По традиции пред иконой "Спорительница хлебов" молятся об изобилии плодов земных и о даровании урожая. Но есть у этой иконы ещё и особая духовная тайна, связанная с кончиной преподобного Оптинского старца Амвросия. За год до смерти старец благословил написать икону "Спорительница хлебов". За основу был взят образ Божией Матери с иконы "Всех святых", где Владычица мира сидит на облаках, подняв руки в благословляющем жесте. А внизу по указанию старца была написана нива, где среди цветов и травы лежат снопы. Нива - это иносказание, ибо апостол Павел говорил о Божием народе: "Вы нива Божия" (1 Кор. 3, 9). "Поле есть мир, - сказано в Евангелии от Марка, - доброе семя - сыны Царствия, а плевелы - сыны лукавого; враг, посеявший их, есть диавол; жатва есть кончина, а жнецы суть Ангелы" (Мф. 13, 38-39).
В келье умирающего старца Амвросия ежедневно служили молебны пред иконой "Спорительница хлебов", и старец говорил:
- Праведных ведёт в Царство Божие апостол Петр, а грешных - Сама Царица Небесная.
Преподобному старцу Амвросию были уже открыты сроки его кончины, когда он назначил празднование иконе "Спорительница хлебов" на 15/28 октября - на день, как выяснилось позже, своего погребения. В этот день шёл дождь, но свечи не гасли на ветру. И заново осмыслялась символика иконы - нива, жатва и слова Спасителя, сказанные о зерне: "Истинно, истинно говорю вам: если пшеничное зерно, падши в землю, не умрет, то останется одно; а если умрет, то принесет много плода" (Ин. 12, 24).

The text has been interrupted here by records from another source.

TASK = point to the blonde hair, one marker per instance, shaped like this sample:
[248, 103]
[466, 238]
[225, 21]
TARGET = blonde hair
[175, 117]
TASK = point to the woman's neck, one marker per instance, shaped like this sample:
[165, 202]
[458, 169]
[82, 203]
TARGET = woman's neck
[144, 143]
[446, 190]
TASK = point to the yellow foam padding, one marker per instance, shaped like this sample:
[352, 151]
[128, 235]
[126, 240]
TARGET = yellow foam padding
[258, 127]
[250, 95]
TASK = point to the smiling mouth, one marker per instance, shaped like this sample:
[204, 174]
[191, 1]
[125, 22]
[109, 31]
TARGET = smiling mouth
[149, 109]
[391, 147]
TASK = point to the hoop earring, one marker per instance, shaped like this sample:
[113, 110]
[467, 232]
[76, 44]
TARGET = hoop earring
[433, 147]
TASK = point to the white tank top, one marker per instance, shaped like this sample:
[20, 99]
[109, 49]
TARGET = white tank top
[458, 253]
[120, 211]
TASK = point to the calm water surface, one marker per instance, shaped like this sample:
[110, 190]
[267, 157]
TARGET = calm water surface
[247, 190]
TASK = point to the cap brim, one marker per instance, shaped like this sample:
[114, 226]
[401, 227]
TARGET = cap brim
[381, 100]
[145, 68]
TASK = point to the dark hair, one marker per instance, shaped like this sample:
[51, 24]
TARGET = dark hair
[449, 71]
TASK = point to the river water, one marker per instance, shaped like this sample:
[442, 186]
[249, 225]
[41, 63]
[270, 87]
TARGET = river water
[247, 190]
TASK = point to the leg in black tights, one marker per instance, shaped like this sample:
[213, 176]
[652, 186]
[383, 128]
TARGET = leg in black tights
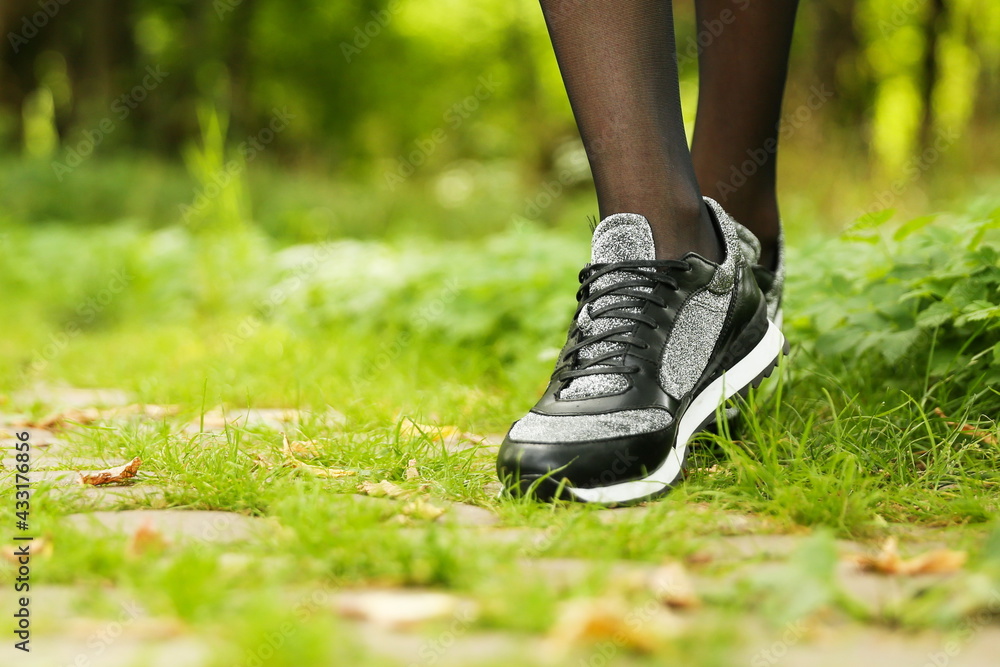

Притча о зерне - это притча о самоотверженной любви, дающей дивные духовные плоды, а иначе пуста и бесплодна душа. "Настанет День Последний, - писал святитель Николай Сербский, - наступит и ликование для сатаны из-за жатвы обильной. А колосья-то все пусты. Но по глупости своей сатана меряет числом, а не полнотою. Один Твой колос, Господи, Победитель смерти, стоит всей жатвы сатанинской".
Об одном таком колосе на ниве Божией, о монахине Вере я и пыталась рассказать. Как и многие из нас, она поздно пришла к Богу. Но с какой горячей безоглядной любовью она откликнулась на призыв Божией Матери: "Иди ко Мне"! Всех нас любит и зовёт к себе милостивая Заступница. Но как откликнуться на этот призыв, если мы ищем покоя в мнимом покое, и нет решимости идти путём любви - путём зерна?
ЧАСТЬ 4.
"ОЙ ВЫ, ГОЛУБИ, ОЙ ВЫ, БЕЛЫЕ"
МИХАЙЛОВ ДЕНЬ
Мои друзья - люди добрейшие и, желая услужить ближним, охотно дают путешествующим мой адресок: дескать, свой человек, поживёте у него.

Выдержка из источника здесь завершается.